Comparing PAF estimates between studies is problematic because prevalence differs between populations and over time. Nonetheless, our estimates for smoking are not dissimilar to a previous study, which reported that 19% of all deaths in 2005 were attributable to smoking [7]. However, our study’s estimates of the PAF due to adiposity were higher than previous estimates of 2 to 12% [22]. The meta-analysis from which we extracted the RR for adiposity reported the mortality PAF for Europe to be 13.5% [16], based on a prevalence of 33% for overweight and 20% for obesity. In our study the 2017 prevalence of obesity in England and Scotland was much higher at 30.3%. Differences in methodology may also have contributed. For example, in that meta-analysis obesity was treated as a single category whereas, in practice, the RR increases exponentially across obesity classes I, II and III.
The Global Burden of Disease study ranked the top risk factors in the United Kingdom based on disability adjusted life years (DALYs) [23]. It reported that tobacco use was still the top contributor to DALYs in 2017 even though its contribution had fallen by 9.2% since 2007. Over the same period, adiposity rose from fourth to third rank, and its contribution increased by 7.6%. The temporal trends are consistent with our findings. The failure of adiposity to overtake smoking is likely to reflect a greater impact on disability from smoking than adiposity; possibly due to its association with chronic diseases, such as chronic obstructive pulmonary disease (COPD), that impair functioning and wellbeing for a sustained period of time.
Meaning of the study
Historical efforts to protect the public from the harms of smoking have been successful. Adiposity now contributes to more deaths than smoking, which highlights the need to prioritise strategies to address it, including upstream policies and legislation [24], as well as downstream individual interventions. Middle and older age groups and men, in particular, require support in helping them to reduce their weight to a healthy level.
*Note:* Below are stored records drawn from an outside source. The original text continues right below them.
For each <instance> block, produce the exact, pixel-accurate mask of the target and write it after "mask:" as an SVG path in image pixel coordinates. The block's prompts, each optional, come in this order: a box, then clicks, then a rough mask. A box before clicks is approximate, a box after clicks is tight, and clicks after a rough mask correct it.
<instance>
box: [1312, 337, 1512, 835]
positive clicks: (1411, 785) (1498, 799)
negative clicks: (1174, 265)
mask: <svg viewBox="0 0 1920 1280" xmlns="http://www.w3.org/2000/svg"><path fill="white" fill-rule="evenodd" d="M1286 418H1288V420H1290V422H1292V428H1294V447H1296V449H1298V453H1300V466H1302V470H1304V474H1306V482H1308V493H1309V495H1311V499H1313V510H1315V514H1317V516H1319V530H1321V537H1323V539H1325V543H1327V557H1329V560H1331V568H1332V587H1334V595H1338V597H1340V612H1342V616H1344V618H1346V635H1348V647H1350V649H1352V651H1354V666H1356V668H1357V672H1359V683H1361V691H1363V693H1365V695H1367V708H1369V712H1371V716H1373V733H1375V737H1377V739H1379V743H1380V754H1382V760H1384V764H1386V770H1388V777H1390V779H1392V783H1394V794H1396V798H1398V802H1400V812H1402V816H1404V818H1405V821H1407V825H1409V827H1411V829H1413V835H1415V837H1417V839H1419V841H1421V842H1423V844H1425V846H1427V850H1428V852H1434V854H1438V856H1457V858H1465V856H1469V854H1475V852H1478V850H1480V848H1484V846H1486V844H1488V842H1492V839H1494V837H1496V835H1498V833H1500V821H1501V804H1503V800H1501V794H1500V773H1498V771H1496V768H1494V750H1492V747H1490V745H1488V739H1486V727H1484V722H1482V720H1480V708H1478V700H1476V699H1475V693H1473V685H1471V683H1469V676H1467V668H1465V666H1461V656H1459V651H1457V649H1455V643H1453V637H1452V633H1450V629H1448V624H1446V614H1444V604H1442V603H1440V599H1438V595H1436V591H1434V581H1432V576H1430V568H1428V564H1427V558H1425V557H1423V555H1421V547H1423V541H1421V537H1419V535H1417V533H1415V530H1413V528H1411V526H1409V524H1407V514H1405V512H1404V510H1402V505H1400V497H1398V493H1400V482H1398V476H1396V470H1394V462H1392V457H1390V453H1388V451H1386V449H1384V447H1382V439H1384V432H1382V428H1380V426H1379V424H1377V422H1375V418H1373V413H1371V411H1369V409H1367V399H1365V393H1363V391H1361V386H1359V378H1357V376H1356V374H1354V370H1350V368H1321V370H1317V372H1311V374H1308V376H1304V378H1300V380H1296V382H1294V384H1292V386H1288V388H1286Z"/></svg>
Unanswered questions and future research
The current study included the risk of only active and former smoking. Given that vaping and e-cigarette use are growing among long-term former smokers [25], and passive smoking also contributes to mortality [26], future studies should consider whether these specific legacies of smoking require ongoing focus. Adiposity did not outrank smoking among those under 45 years of age and those finished school early when the surveys were undertaken. However, birth cohort studies should be undertaken in the future to fully understand changing risk over time. The association of adiposity with mortality may differ by ethnicity and this might need to be accounted for in future analysis. The combined associations of smoking and adiposity should be considered in future individual-level studies, as there may be interactions between them.